Spring Cloud Data Flow 2.2 Delivers Value-Adds for Ephemeral Microservices on Cloud Foundry and Kubernetes

July 30, 2019 Sabby Anandan

We are pleased to announce the general availability of Spring Cloud Data Flow 2.2!

Operational improvements for ephemeral microservices running on Cloud Foundry and Kubernetes are the primary themes of this release.

  • Observability continues to be the key improvement areas, now with the option to interact with the Spring Cloud Task and Spring Batch application-metrics using Micrometer. Adding to that, the integration of Grafana widgets in Spring Cloud Data Flow’s dashboard simplifies the overall monitoring experience for Tasks.

  • For users with 100s of 1000s of ephemeral task execution records, there’s now the ability to traverse through, filter, and be able to delete the task executions from the historical snapshots.

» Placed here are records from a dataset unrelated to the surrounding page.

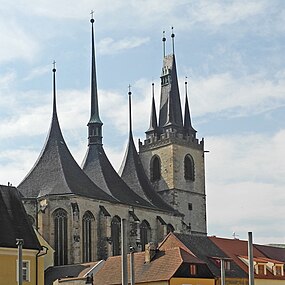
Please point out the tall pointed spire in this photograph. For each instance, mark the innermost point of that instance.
(172, 38)
(94, 124)
(54, 90)
(189, 130)
(153, 118)
(130, 110)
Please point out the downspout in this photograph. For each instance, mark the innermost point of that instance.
(37, 257)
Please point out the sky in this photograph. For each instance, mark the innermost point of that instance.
(232, 53)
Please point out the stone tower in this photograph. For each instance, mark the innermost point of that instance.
(172, 156)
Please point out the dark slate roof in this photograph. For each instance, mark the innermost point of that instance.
(170, 106)
(98, 167)
(273, 252)
(206, 250)
(56, 172)
(133, 174)
(56, 272)
(14, 220)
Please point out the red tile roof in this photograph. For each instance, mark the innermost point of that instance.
(162, 267)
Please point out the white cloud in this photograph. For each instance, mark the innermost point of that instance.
(245, 178)
(111, 46)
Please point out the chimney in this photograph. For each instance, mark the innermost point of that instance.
(150, 250)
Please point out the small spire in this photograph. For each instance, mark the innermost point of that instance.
(172, 38)
(163, 42)
(130, 109)
(54, 87)
(94, 94)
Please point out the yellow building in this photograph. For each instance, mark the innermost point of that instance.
(15, 225)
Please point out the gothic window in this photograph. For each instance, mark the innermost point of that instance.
(60, 236)
(189, 168)
(170, 228)
(145, 231)
(87, 229)
(155, 168)
(116, 235)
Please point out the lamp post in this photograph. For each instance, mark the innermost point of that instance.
(19, 243)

  • For users who want to stop a task execution intentionally, there’s an on-demand ability to hard-stop the task or even a composed-task with the parent-child relationship.

  • For expedited troubleshooting, a new platform-agnostic log-streaming RESTful endpoint was added to retrieve application logs.

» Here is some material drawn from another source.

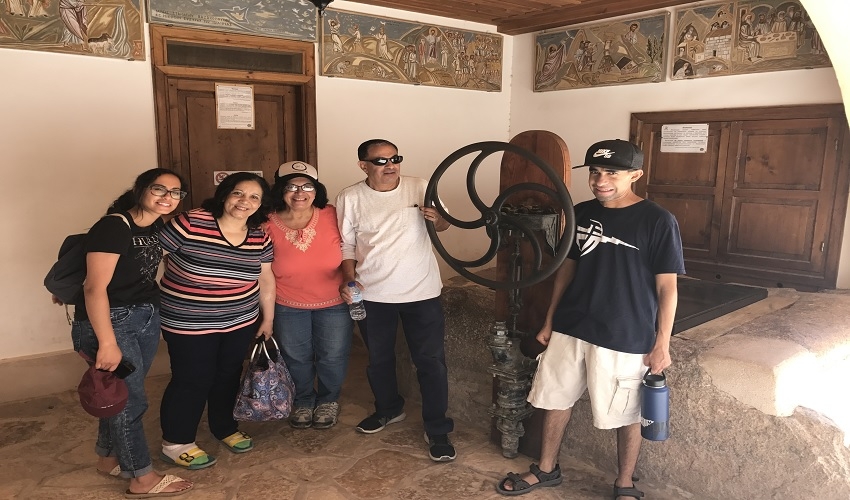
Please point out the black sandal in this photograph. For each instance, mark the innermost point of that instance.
(631, 491)
(521, 486)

Let’s dive into the details.

Metrics for Spring Batch, Spring Cloud Task, and Composed Tasks

Metrics and monitoring for short-lived ephemeral tasks remain as one of the most frequented topics in the community and at customers.

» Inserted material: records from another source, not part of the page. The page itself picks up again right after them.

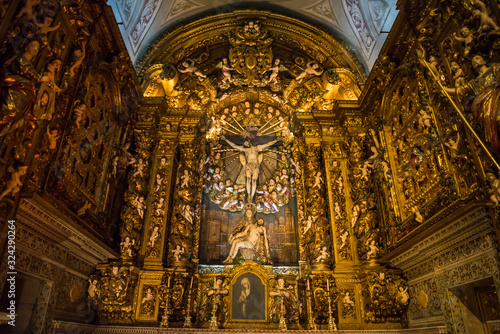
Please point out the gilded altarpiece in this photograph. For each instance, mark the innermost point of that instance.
(246, 204)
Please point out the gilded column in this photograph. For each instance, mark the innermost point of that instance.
(336, 174)
(133, 212)
(317, 241)
(159, 199)
(185, 217)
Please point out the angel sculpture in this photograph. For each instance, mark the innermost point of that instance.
(79, 57)
(311, 68)
(466, 36)
(275, 69)
(226, 70)
(188, 66)
(14, 184)
(53, 136)
(482, 13)
(44, 29)
(84, 208)
(28, 10)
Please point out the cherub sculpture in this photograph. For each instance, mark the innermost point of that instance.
(494, 189)
(84, 208)
(79, 57)
(28, 10)
(44, 28)
(275, 69)
(486, 21)
(188, 66)
(312, 68)
(458, 74)
(466, 37)
(226, 70)
(53, 136)
(177, 252)
(14, 184)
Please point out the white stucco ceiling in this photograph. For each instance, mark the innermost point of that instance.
(363, 24)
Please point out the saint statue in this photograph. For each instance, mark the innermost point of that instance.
(251, 160)
(485, 89)
(249, 237)
(283, 303)
(18, 81)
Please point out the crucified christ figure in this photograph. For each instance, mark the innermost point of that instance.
(251, 162)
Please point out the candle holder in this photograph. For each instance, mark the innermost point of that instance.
(213, 320)
(312, 324)
(282, 314)
(187, 322)
(331, 319)
(164, 318)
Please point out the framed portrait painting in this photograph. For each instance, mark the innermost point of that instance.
(248, 298)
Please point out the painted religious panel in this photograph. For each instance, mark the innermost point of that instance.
(248, 298)
(249, 187)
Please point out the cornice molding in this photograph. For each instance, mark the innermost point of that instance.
(39, 220)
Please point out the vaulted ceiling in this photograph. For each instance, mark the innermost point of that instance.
(362, 24)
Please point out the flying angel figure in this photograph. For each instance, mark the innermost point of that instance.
(275, 69)
(188, 66)
(226, 70)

Spring Batch added integration with Micrometer in 4.2.x. Building upon this core infrastructure, Spring Cloud Task 2.2.x adds instrumentation to track and record Task execution metrics in the desired Micrometer backends (e.g., Prometheus, InfluxDB, etc.).

With the foundation release bits aligned, it is now possible to create and launch Task definitions in Spring Cloud Data Flow (SCDF) and interact with the captured metrics using the Micrometer meter-registries. See below the screencast from Christian Tzolov of the Task-execution metrics in SCDF with InfluxDB and Grafana in action.

Cloud Native Batch Data Pipelines

Though there’s the increasing evidence for streaming-first architectures, Batch processing is still an essential requirement in the enterprise. Modernization efforts to refactor batch-jobs as cloud-native standalone ephemeral microservice applications are increasing. The following value-adds were added explicitly as part of the direct feedback from customers and the community.

Delete Task Executions

The scheduled batch-jobs that run as a Task in SCDF interact with a relational database to track and persist statistics for historical snapshots, and at times for auditing reasons. The statistics include comprehensive transactional data that tend to grow over the period. 100s of 1000s of Task transaction records is a typical footprint in the enterprise.

Though there’s the need for historical snapshots, we have feedback from multiple sources to purge the old task executions. Many of the users are manually deleting older transaction records using custom SQL queries to keep a manageable footprint.

We are solving that with a new RESTful endpoint that can selectively delete the footprint by a date range or in bulk entries. The SCDF dashboard integrates with the API to interactively remove the historical footprint gracefully.

Stop Task Executions

Similar to deleting the historical Task executions from the database, we have feedback from users who wanted to hard-stop a running Task from running. 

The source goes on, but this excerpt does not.